Hyperthermia induces resistance to ultraviolet light B in primary and immortalized epidermal keratinocytes.

Environmental exposure to UVB (290-320 nm) wavelengths of the solar spectrum causes major damage, including carcinogenesis, in the skin. Therefore, cellular responses that protect against UVB damage are of particular interest in cutaneous epithelial cells. In cultured keratinocytes, mild hyperthermia generates a classical stress response with acquired thermotolerance and elevated stress protein synthesis (E. V. Maytin, J. Biol. Chem., 267: 23189-23196, 1992). To test the ability of this stress response to protect against UVB damage, monolayers of primary murine keratinocytes or BALB/MK keratinocytes were heated at 42 degrees C for 1 h and then exposed to UVB at 6 h (typical dose, 40 mJ/cm2).

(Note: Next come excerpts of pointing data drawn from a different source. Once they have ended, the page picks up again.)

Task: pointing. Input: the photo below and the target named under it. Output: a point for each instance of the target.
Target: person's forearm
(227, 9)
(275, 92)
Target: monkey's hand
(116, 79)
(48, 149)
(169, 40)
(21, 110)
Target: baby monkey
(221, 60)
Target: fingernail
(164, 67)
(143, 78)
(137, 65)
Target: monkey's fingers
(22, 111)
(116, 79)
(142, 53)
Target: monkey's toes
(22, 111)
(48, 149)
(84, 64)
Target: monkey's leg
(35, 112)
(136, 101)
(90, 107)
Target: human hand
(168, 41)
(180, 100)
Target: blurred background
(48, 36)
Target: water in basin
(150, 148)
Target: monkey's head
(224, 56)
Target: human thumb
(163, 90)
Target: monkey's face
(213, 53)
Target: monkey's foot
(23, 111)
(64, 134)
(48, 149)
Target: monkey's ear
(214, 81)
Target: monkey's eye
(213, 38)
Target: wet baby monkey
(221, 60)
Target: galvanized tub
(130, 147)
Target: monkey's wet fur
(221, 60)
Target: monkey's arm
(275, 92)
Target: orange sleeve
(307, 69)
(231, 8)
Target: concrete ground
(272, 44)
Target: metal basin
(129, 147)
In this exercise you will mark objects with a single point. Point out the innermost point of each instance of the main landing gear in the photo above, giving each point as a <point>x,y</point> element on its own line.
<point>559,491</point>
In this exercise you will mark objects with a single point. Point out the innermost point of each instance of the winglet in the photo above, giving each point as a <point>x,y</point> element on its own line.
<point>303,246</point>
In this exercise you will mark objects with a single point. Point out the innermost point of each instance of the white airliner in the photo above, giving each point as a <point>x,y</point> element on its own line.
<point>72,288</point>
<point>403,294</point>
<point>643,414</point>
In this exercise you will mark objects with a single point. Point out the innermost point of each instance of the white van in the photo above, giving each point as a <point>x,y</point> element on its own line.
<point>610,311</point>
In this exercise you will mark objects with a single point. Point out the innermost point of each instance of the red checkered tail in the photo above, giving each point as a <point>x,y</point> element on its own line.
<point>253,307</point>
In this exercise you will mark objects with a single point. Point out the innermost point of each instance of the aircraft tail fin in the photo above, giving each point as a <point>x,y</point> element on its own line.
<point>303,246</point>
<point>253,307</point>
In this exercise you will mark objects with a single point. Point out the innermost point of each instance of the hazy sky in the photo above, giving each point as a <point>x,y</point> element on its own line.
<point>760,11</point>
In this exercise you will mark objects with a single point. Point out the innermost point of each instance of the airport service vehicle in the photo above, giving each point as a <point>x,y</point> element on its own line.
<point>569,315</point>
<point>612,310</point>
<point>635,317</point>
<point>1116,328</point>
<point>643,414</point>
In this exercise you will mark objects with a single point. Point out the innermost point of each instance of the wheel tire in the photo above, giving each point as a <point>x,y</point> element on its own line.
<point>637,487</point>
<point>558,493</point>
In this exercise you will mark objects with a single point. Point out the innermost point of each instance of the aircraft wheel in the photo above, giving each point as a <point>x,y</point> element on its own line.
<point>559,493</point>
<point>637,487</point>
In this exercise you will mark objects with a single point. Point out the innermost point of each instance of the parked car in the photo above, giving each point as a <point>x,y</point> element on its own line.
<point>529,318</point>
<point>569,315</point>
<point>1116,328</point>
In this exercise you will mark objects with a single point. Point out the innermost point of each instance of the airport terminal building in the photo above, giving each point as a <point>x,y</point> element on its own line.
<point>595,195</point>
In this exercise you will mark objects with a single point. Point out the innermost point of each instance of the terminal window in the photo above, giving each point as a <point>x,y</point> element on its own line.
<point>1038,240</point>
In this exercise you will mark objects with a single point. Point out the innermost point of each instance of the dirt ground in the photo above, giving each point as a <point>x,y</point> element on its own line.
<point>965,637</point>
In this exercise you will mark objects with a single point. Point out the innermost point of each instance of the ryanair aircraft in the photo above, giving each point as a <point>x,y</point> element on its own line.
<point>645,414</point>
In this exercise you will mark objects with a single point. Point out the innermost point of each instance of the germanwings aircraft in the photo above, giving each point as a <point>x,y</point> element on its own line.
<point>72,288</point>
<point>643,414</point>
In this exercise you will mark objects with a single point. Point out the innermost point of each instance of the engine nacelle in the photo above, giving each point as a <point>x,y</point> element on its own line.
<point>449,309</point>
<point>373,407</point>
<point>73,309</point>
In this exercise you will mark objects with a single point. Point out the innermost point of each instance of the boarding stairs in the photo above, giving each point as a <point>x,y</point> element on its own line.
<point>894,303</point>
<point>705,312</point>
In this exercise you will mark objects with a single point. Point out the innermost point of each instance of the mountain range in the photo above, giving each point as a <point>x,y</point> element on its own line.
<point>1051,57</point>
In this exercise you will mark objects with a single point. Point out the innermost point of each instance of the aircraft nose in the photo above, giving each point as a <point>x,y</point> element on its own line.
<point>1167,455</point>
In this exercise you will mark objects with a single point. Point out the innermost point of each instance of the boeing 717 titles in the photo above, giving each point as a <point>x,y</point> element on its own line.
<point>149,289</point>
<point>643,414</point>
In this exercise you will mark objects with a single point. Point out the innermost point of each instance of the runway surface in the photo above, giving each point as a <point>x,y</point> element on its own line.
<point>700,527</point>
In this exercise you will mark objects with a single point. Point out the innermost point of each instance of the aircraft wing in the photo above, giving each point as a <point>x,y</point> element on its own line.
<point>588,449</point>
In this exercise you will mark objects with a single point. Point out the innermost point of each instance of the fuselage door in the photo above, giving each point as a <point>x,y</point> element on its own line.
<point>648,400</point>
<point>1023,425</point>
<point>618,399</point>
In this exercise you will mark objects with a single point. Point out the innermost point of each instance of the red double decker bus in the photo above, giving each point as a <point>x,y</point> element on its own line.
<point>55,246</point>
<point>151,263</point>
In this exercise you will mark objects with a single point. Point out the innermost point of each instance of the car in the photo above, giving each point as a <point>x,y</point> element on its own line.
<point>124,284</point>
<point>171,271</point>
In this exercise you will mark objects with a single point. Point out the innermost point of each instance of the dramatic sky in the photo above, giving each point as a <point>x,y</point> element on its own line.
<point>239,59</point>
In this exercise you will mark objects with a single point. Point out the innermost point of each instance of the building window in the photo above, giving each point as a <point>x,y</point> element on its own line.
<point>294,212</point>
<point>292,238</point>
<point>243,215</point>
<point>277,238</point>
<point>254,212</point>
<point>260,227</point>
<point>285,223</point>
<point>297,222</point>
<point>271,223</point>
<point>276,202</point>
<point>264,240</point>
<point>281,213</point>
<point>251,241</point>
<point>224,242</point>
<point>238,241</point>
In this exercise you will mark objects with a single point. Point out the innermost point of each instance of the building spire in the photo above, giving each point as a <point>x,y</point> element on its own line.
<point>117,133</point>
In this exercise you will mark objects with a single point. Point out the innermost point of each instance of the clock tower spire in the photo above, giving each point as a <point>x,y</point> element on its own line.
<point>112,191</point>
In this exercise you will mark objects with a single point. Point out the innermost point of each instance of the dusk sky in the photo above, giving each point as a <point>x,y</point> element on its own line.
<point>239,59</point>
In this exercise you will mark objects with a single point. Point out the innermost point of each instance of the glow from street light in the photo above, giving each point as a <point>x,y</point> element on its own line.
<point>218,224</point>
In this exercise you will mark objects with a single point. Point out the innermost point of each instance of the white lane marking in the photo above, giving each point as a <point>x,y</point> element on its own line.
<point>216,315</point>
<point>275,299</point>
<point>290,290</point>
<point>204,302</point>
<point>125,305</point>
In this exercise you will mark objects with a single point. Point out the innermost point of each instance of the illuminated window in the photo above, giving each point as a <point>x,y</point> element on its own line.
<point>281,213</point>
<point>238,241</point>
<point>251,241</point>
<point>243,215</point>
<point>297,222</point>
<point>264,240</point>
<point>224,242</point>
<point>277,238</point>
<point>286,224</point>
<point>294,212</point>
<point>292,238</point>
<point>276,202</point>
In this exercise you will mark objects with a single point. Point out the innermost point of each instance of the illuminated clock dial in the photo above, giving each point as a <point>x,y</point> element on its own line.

Survival was assessed by fluorescein diacetate/ethidium bromide vital dye uptake and video microscopy. With heat-conditioning prior to UVB, a significant increase in both the percentage viability (2- to 3-fold) and in the absolute number of living (fluorescein diacetate-positive) cells was measurable at 24-48 h. Steady-state incorporation into [3H]DNA and 35S-protein, while suppressed immediately after UVB, showed greater recovery in heat-conditioned cultures compared to sham-conditioned cultures at 48 h. Increased metabolic activity was accompanied by increased proliferative potential since colonies of BALB/MK cells observed at 72 h were larger, more numerous, and more active in the uptake of 5-bromo-2'-deoxyuridine in heat-conditioned cultures. A time course for the development of UVB resistance showed maximal protection when heat and UVB were spaced approximately 6 h apart. Hyperthermic conditioning could induce UVB protection in nonproliferating cells, indicating that cell cycle arrest was not primarily responsible for the UVB-protective effect. In summary, hyperthermia induces a mechanism in epithelial cells which can ameliorate damage from UVB.